The hike effects everyone, including a sophomore psychology major at Queens College who chose to remain anonymous due to her undocumented status. When asked about how the tuition hike affects her, she replied “Since I’m undocumented, I don’t qualify to receive financial aid. My tuition comes completely out of my pocket, so any increase to the tuition, even if it’s small, hits me pretty hard.” When asked what she thinks the money is going toward, she believes that there is corruption in the system, and that the CUNY board of trustees are using it to fill their pockets since she has not seen any improvements at Queens College after the tuition increases and that her friends have not seen improvements either at their respective CUNY schools, which include Hunter College and Baruch College.

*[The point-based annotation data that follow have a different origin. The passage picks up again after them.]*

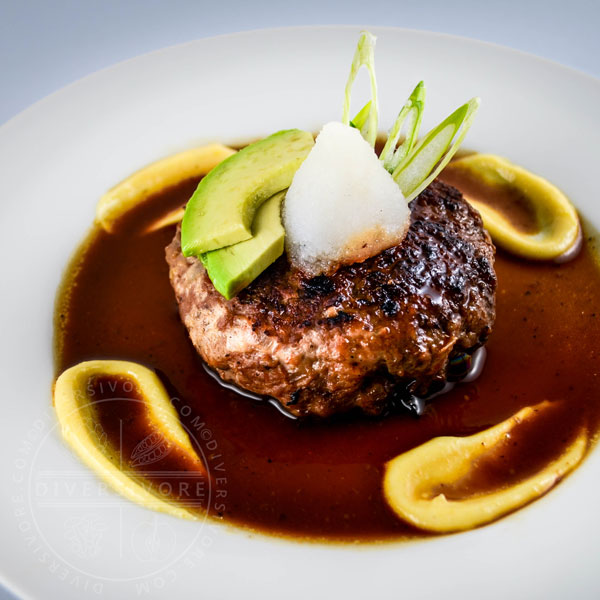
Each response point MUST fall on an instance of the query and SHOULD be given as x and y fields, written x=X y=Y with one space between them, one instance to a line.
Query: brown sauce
x=505 y=199
x=322 y=480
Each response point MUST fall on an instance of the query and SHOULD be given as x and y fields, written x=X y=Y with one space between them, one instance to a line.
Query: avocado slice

According to their website, NYPIRG is a “non-partisan, nonprofit, research and public education organization.” NYPIRG has chapters at many college campuses, including our very own, QC. In an interview with Meg Williams, project coordinator of the NYPIRG chapter at QC, listed numerous things. Among them are fighting to preserve funding for the ASAP program, getting tuition freezes, such as in 2016 and improvements in TAP. When asked what they are currently doing involving CUNY tuition and higher education, Williams responded that they are currently working with the CUNY Rising alliance, the PSC and other city unions in organizing.
According to PSC CUNY, public funding for the University has been reduced by 300 million dollars over the past three years. “Instead of restoring public funding, the governor and legislature agreed to five straight years of tuition hikes.” Rather than using funds from public sources, Cuomo has deemed it necessary to come out of student’s pockets.
When asked if CUNY has given a reason for the raise in tuition, Williams answered that the reason CUNY dictated the raises were necessary for funding a new contract for faculty and staff. However, Williams feels that this “unnecessarily pits the needs of faculty against the needs of students.” Williams elaborated, explaining that CUNY has other sources of funding that they could use instead, such as using more state funds and not relying so much on tuition money. It was only in the last 5-10 years where most of CUNY’s operating budget came from tuition and not from state funds.
When asked what students can do to protest against tuition hikes and advocate for affordable education, Williams offered many suggestions. The most important thing she thinks they can do is to stay informed on what the board of trustees is doing because in the past when the board has attempted to do things that were highly disliked by students, the students have sometimes been able to defeat them, but when the board succeeds in their attempt, it’s because students were unaware of what was happening. Students have the opportunity to go to board of trustee meetings and testify, which also helps them meet other students involved in activism. Williams also recommends voting and pressuring officials.